Technology firms that have shares with different voting rights will now be allowed to go public in Hong Kong, overturning rules that barred the likes of Alibaba Group Holding Ltd. from considering the former British colony. Businesses will be able to apply under the new regime starting April 30, HKEX said Tuesday.
The new framework is a victory for the exchange and its Chief Executive Officer Charles Li, who championed the changes after losing Alibaba and other tech titans to venues in New York, where dual-class shares and similar structures have long been permitted. The step could be a landmark for Hong Kong’s efforts to be the leading home for international Chinese listings and builds on Li’s vision for a trading hub that rivals the U.S.
“We are now at the dawn of an exciting new era for Hong Kong’s capital markets,” Li said at a media event on Tuesday. A “double-digit” number of firms are planning to list under the new regime and the first IPO will “hopefully” happen by July, he said.
Some of the world’s largest and most influential technology companies, from Facebook Inc. to Google parent Alphabet Inc., have share classes with different voting rights to protect their founders’ influence after going public. The structures are contentious because they reduce the rights of other shareholders, and investors including BlackRock Inc. opposed HKEX’s plan.
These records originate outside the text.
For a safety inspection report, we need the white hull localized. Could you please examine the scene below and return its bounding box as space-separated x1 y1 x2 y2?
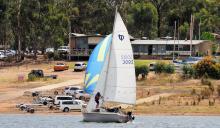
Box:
82 112 133 123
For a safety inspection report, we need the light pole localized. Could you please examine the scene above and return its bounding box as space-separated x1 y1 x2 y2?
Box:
173 21 177 61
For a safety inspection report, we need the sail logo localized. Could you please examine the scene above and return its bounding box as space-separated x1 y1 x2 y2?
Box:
118 34 124 41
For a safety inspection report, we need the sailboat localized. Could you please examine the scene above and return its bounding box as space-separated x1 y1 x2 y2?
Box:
82 10 136 123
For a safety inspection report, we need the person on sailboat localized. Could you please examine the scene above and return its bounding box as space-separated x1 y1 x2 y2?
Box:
95 92 102 108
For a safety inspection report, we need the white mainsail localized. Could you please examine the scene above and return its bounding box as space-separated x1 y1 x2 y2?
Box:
85 11 136 113
103 12 136 105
Hong Kong lost to New York and Shanghai in the global IPO rankings last year, with funds raised down 33 percent compared with previous year to $16.9 billion, the lowest level since 2012, according to data compiled by Bloomberg.
Biotech firms with no record of profit or revenue can also list. Other changes include lifting restrictions on secondary listings by mainland Chinese companies -- HKEX has held talks with mainland firms that went public in the U.S. about coming to Hong Kong -- “their natural home,” Li said.
The payoff for HKEX could come very soon. Xiaomi Corp., Ant Financial Services Group and Lufax, the peer-to-peer lending unit of Ping An Insurance (Group) Co., are among a number of Chinese technology giants preparing to go public. Smartphone maker Xiaomi is considering listing in both Hong Kong and Shanghai and targeting a valuation of about $100 billion.